Canada-based Solestrom has developed a bikini with a built-in dosimeter that's sensitive to sunlight. It will warn you when your cumulative exposure (over the course of a day) becomes dangerously high, and if you have the good sense God gave Gruyere, you'll head for the shade when it tells you to.
I'm a bit concerned about this. There are bars where people compete to see who can pop the dial on a breathalyzer (give people a metric and they'll try to maximize it)--this bikini might actually encourage similarly perverse behavior on the beaches. ("Hey, everyone! Let's play Dosimiter Chicken!") But leave that aside. The point here is that devices are once again trying to make their way into our clothing. The most interesting example I've heard about to date (embarrassingly, I can't find the reference) is an MP3-bikini whose speakers are built into the top. This is the truth.

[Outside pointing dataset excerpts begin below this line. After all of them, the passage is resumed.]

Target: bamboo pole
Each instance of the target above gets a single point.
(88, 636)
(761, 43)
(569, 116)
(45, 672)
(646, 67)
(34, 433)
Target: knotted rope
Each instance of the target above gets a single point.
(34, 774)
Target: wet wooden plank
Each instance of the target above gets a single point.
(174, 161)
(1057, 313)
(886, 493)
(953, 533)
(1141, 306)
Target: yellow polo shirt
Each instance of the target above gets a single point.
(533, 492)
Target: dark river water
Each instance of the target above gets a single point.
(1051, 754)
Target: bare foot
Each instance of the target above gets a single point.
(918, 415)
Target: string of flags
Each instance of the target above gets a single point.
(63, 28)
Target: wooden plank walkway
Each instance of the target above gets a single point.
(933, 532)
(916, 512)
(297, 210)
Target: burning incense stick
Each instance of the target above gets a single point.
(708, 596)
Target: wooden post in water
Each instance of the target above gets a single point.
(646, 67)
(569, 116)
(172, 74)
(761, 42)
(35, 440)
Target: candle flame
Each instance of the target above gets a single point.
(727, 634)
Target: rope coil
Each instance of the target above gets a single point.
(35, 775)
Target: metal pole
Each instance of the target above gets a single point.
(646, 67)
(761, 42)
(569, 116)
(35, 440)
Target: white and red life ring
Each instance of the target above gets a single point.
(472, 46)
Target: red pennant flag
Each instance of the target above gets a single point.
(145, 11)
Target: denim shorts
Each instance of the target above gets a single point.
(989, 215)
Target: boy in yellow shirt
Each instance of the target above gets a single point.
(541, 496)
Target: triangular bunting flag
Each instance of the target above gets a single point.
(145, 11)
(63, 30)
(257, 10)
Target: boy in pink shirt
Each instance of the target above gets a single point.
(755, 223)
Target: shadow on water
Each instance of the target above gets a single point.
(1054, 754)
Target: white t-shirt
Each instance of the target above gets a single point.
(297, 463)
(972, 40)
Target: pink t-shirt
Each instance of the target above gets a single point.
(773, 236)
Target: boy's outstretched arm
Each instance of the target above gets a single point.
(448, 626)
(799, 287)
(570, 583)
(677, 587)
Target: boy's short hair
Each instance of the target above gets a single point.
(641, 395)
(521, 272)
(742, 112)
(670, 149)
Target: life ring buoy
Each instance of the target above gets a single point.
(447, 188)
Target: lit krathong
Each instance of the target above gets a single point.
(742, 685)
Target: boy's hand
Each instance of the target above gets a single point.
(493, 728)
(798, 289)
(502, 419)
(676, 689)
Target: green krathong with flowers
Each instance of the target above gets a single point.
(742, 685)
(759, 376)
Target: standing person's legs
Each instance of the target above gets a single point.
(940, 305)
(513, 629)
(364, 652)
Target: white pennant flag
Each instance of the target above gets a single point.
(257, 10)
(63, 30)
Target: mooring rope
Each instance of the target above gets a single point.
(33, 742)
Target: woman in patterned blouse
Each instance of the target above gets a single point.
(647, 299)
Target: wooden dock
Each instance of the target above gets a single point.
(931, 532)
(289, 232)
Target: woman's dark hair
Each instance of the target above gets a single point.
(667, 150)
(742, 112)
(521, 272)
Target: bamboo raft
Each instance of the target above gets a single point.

At first blush, textiles seem like a hostile environment for electronics, but it turns out that marrying the two is perfectly feasible. But why bother? My smartphone is, I'd argue, already a wearable device, and there's no advantage to weaving it into my undershirt (particularly if I then have to wear the same undershirt day after day). And my phone is far from "full" -- although it's got a plethora of features and functions, many more (biomedical monitoring, biometric authentication, expandable screen, personal security, gesture-based input, life logging, monocular and, what the heck, dosimeter) are still possible and will "fit" perfectly well. Some might require new peripherals, but the odds are they'd be added to existing non-clothing platforms (headset, watch, ring, filling) or simply implanted in your abdomen. Don't misunderstand me: I'm not against wearable electronics. I just think they're already here.